Giddens told the BOC tonight he has an option to purchase the lot in the Hog Mountain road office park from Robert and Joanne Fine of Bishop. Giddens said the option runs only through the end of this year.
Giddens said he submitted a bid to USDA earlier this year but has not heard if it will be accepted. He said he hopes to hear in the next few weeks.
“If we don’t get the bid, the project will not go forward,” he said.
The proposal calls for use of 4,100 square feet of the 5,500 square-foot building Giddens said he plans to build. He said the additional space would be available to the USDA for future expansion.
Giddens told the Board the USDA specified it wants a one-story building. He told me that the cost of an elevator for such a small building would increase the price by $100,000, making it too expensive for him to build.
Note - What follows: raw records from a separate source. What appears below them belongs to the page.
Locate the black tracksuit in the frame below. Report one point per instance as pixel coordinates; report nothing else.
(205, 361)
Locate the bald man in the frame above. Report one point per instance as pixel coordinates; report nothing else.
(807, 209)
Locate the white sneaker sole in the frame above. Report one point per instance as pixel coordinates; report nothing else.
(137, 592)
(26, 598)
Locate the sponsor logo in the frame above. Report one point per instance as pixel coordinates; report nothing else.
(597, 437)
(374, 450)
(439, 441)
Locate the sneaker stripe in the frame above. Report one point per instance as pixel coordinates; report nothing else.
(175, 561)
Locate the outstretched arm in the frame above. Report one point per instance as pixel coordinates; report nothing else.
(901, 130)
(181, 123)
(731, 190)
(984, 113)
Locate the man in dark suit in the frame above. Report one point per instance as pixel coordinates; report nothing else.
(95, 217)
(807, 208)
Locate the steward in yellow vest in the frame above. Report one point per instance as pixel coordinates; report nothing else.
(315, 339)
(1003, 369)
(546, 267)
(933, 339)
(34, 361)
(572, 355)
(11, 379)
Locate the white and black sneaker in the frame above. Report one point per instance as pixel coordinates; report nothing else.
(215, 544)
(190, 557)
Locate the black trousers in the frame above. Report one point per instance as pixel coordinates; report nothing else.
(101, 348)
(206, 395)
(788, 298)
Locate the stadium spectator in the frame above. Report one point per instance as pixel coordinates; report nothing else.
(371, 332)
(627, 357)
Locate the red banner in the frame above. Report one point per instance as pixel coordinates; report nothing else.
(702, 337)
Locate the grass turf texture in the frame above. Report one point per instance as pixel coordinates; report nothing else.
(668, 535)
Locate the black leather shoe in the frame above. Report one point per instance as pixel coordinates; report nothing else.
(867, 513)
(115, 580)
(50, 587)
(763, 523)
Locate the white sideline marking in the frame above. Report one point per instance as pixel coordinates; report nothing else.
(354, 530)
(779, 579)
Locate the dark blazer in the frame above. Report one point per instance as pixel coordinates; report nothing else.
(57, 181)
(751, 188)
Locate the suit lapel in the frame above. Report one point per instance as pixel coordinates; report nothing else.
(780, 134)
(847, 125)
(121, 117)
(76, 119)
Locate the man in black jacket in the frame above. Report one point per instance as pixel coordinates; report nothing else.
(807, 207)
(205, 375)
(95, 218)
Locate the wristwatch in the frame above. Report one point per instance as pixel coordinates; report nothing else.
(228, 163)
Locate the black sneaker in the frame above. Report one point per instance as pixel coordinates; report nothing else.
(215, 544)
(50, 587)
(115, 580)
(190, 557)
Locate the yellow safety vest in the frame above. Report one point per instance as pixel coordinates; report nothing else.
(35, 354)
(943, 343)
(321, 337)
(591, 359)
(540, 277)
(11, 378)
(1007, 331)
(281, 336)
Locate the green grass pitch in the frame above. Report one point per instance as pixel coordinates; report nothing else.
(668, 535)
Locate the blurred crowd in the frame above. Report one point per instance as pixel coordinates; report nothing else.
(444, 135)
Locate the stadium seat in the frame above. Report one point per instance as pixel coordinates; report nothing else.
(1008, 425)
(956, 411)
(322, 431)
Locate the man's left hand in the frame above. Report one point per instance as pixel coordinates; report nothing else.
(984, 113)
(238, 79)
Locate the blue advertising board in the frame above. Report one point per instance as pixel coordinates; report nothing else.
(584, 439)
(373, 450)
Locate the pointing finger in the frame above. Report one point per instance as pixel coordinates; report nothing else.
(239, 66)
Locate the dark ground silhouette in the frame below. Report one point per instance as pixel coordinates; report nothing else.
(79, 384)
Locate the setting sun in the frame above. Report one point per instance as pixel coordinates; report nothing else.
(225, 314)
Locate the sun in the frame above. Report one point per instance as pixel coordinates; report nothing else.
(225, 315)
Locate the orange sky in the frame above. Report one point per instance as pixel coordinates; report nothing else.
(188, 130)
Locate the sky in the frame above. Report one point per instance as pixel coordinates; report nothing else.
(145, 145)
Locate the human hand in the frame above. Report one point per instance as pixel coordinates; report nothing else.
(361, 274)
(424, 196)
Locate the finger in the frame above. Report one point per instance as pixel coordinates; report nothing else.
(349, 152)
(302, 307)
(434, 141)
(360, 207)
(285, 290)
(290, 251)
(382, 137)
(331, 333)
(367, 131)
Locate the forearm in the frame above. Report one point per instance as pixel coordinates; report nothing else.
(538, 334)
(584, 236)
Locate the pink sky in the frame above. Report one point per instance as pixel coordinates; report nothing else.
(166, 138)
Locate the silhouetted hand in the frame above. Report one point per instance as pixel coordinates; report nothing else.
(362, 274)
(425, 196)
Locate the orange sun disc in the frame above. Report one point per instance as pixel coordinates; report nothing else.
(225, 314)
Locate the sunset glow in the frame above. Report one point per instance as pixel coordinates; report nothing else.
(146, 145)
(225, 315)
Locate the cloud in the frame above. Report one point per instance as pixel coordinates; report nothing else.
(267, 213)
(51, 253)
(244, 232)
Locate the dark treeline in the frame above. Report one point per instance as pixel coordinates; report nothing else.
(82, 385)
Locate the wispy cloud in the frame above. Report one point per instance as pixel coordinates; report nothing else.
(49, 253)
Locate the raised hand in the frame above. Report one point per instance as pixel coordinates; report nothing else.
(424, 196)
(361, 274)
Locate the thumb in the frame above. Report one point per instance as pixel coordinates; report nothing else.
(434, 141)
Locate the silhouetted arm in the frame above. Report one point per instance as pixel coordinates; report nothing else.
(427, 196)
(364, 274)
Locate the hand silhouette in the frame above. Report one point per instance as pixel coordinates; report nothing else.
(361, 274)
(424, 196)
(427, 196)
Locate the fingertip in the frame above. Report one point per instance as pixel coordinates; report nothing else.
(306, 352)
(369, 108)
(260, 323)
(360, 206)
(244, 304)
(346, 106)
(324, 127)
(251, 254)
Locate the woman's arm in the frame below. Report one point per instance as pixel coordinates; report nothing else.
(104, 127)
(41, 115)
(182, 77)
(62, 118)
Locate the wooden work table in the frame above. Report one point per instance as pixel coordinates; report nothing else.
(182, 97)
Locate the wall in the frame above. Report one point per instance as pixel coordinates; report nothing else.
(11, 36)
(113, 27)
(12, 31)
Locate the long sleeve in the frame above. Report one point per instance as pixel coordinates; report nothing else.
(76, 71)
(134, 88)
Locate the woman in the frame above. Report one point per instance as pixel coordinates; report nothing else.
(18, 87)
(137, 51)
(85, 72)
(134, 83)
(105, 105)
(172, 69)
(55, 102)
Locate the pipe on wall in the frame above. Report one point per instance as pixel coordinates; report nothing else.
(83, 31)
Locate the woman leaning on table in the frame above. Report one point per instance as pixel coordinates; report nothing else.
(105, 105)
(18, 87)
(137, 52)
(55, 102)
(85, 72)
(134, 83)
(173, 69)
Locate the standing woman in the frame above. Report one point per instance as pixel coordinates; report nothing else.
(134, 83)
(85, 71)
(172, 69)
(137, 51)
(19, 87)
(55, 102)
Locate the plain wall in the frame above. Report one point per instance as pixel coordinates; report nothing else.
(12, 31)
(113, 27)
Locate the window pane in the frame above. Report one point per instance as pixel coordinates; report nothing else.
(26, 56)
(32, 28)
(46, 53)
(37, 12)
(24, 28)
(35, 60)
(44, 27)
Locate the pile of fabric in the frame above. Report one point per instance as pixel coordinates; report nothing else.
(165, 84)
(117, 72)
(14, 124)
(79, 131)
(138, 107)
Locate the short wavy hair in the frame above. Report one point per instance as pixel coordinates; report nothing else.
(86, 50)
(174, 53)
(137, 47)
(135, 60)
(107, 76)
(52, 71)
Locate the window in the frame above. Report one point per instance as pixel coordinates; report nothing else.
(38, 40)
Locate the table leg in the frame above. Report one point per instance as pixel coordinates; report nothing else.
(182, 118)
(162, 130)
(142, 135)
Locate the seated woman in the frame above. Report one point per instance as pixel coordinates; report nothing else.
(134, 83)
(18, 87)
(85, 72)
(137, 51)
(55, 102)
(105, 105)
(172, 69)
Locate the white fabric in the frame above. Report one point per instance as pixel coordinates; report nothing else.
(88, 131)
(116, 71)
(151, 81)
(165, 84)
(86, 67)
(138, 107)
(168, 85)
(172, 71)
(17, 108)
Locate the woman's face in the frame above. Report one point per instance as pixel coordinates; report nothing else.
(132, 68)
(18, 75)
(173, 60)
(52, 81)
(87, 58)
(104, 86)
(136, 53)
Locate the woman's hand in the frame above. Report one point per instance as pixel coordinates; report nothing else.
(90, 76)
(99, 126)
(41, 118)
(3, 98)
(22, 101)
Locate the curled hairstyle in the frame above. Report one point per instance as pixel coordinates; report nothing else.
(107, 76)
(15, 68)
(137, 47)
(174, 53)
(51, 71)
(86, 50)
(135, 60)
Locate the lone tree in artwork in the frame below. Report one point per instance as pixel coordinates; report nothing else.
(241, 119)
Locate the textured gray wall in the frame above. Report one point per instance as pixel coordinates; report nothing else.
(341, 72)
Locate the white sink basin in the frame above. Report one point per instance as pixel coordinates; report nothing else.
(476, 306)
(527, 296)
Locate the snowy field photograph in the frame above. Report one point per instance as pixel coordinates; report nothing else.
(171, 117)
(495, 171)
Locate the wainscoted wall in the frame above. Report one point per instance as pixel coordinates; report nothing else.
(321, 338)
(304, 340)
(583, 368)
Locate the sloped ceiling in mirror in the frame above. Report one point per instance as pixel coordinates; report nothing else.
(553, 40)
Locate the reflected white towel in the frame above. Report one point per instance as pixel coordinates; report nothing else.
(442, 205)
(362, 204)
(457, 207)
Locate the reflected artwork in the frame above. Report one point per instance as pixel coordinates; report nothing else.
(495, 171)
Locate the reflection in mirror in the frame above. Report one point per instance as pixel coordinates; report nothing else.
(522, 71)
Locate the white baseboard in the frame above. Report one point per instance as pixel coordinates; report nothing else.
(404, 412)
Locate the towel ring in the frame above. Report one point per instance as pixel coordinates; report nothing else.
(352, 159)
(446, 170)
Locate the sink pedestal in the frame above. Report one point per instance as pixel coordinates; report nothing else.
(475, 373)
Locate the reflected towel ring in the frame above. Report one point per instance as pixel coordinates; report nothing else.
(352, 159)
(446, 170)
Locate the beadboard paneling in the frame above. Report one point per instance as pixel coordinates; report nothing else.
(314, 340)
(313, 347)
Total estimated cost of the proposed building without the elevator is $400,000, according to a letter Giddens submitted to the county along with the rezone application.
The rezone the BOC approved in March of 1993 for the office park specified that the buildings must have a brick exterior, be built “in a Georgian style” and be one and a half stories or two stories in height.
The BOC tonight added the requirement that Giddens modify his submitted plan to add dormers at the front of the building to give it the appearance of being a story and a half in height.
The Board also added the stipulation that the change it was making to allow Giddens to build a single-story building did not apply to another unbuilt lot in the subdivision.
Giddens was the only person speaking in favor of the proposed change tonight. No one spoke against, though I did ask the Board several questions about the proposal, including how the one-story structure meshed with the 1993 ordinance and whether the change applied to the other empty lot.
Twelve Oaks Business Park was designed when the adjoining Twelve Oaks subdivision was built early last decade. Both adjoin USDA farm land.
Two lots in the subdivision are used by Summer Hill Recreation Club for a commercial pool and tennis court facility under a Conditional Use Permit approved by the county in 1994. Summerhill also uses space in Twelve Oaks Business Park for parking.